AND NOW FOR something completely different: a Seattle policing program that everyone can agree with.
On Monday the Seattle City Council unanimously approved a $200,000 pilot program to test the use of video cameras in 14 Seattle police cars. Supported by police critics, department bigwigs, and line officers themselves (through the Seattle Police Officers' Guild), the program will both equip 10 cars with VHS cameras and test experimental digital cameras in another four police cruisers. All 14 cameras should be in use by October 1.
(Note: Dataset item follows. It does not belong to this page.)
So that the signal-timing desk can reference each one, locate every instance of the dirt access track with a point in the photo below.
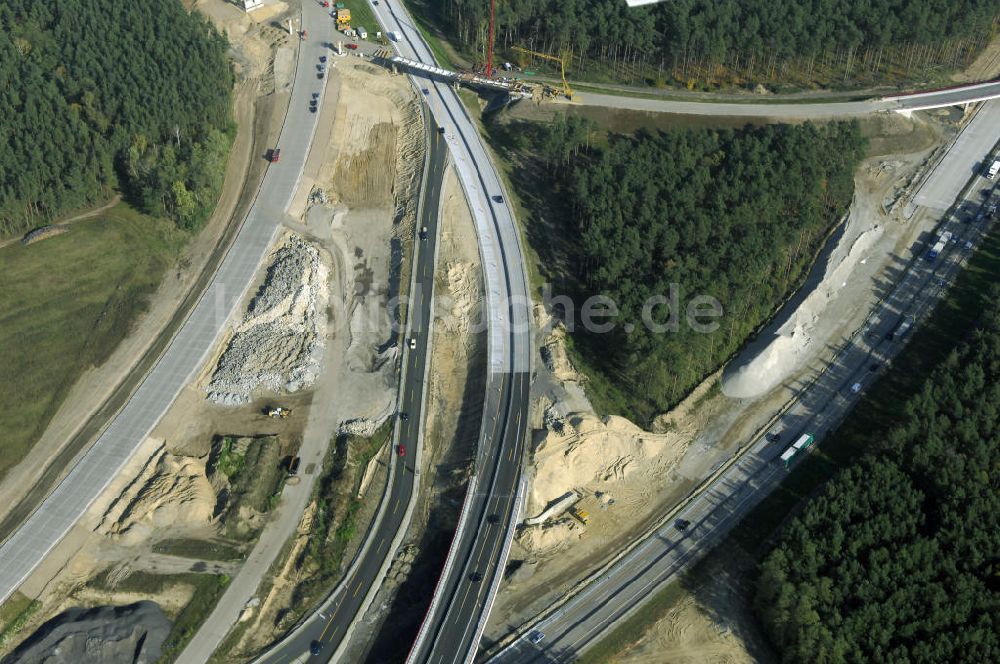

The cameras have been used in other jurisdictions for several years. Last month, a Gainesville, Fla., police officer was charged with manslaughter in the fatal shooting of a motorist during a traffic stop. As the police officer was alone and the motorist died shortly after the shooting, charges might not have been filed without the videotaped evidence of the incident.
Council Public Safety Committee chair Jim Compton says the council first discussed installing cameras in police cars while drafting last year's resolution condemning the use of racial profiling. During debate on the resolution, council member Peter Steinbrueck successfully amended it to include the call for the pilot program.
Steinbrueck and Compton say the council's slow-going approach makes sense. Although digital cameras are still in the testing stages, the resulting images would be far easier to store and search than hours of VHS tape. "I would hate to see us install VHS in all cars, only to find out a year later that there's much better equipment out," says Steinbrueck.
Finding the $2 million or so needed to equip the entire fleet of 220 police cruisers is also a tough challenge, notes Compton. The council already faces the potential task of trimming more than $9 million from its projected 2002 budget.
He adds that this is the second program to emerge from the recent controversies over the use of force by police. Nonlethal Taser stun guns have been issued to the city's four police precincts.
Compton, whose committee has been a battleground on issues relating to police conduct, seems elated to notch this victory. "It's important to me that people know the system, at some level, is working," he says.